The loss reversed a profit of $1.95 billion, excluding preferred dividend payments, from a year earlier. Excluding extraordinary items, the second-quarter loss equaled $2.51 per share, more than two-and-a-half times greater than the average estimate among Wall Street analysts of 98 cents per share, according to Reuters Estimates.

"The key for Fannie and Freddie both, and also for banks, is 'Do they have the capital to get through the next year or so?"' said David Dreman, chairman of Jersey City, New Jersey-based Dreman Value Management, LLC, a large holder of Fannie and Freddie Mac shares. . . . .

. . . . . By year's end, Fannie Mae will stop buying Alt-A mortgages, riskier mortgages that require less proof of borrower income. These loans made up about 11 percent of the company's total single-family mortgage credit business, but spurred about half of its credit losses in the second quarter.

Fannie said it has already reduced its holdings and purchases of Alt-A mortgages by 80 percent from peak levels. Far fewer such loans are being originated under tighter lending standards imposed as a result of the subprime lending crisis.

From Yahoo News:

Wachovia Corp, the fourth-largest U.S. bank, will stop making mortgage loans through its branch offices in 19 U.S. states, a published report said.

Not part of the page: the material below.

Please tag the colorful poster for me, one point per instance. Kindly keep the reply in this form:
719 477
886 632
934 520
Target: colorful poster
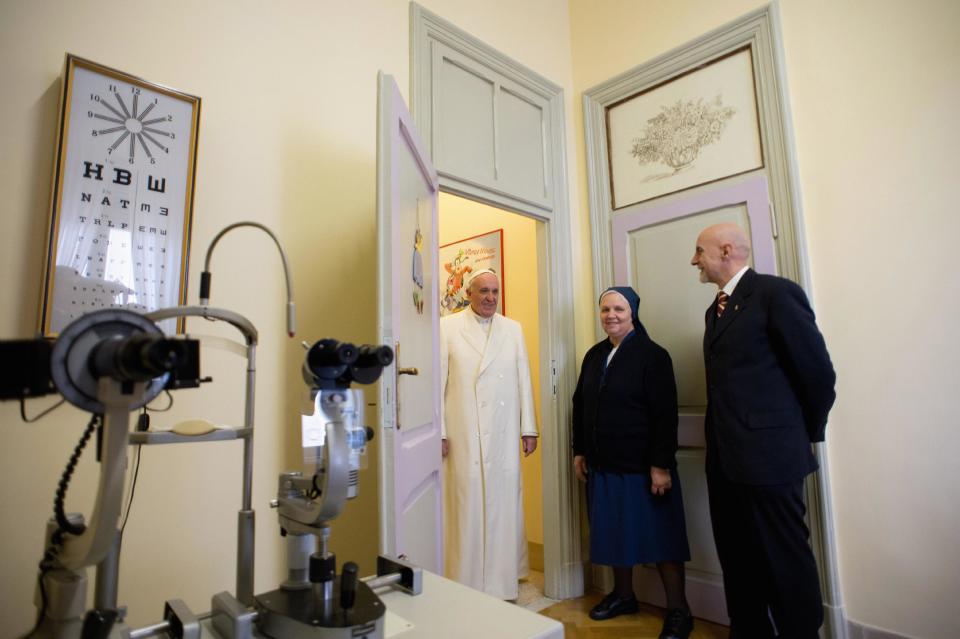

The bank will eliminate 125 jobs in connection with the cutback, but still plans to offer mortgages through branches in 18 other states, Bloomberg News reported on Friday.

The latest cuts extend the fallout from the Charlotte, North Carolina-based bank's failed $24.2 billion purchase in 2006 of California mortgage lender Golden West Financial Corp.

A surge in mortgage losses contributed to an overall $8.86 billion second-quarter loss at Wachovia. . . . . Wachovia is eliminating more than 10,700 jobs and plans to reduce expenses by $2 billion by the end of 2009. In July, it said it had already eliminated 2,000 retail mortgage jobs this year, and planned to cut 4,400 more over 12 months.

From Market Watch:

Freddie Mac's $821 million second-quarter loss makes it more likely that the government will have to bail out the mortgage giant, experts said on Wednesday.

In addition to reporting the loss, Freddie also slashed its dividend and set aside $2.5 billion in provisions to cover credit losses, more than twice as much as in the first quarter. The company reiterated a commitment to raise $5.5 billion in new capital and said that it may raise more than that if needed.

However, experts said after the results that the company may struggle to raise the capital it needs by selling new common stock and preferred securities in the private market. That may force the Treasury to lend more money to Freddie and buy equity in the company, they explained.

Freddie and rival Fannie Mae guarantee roughly half of all residential mortgages in the U.S. With home prices falling and foreclosures surging, they're suffering billions of dollars in losses and have been under pressure to raise new capital.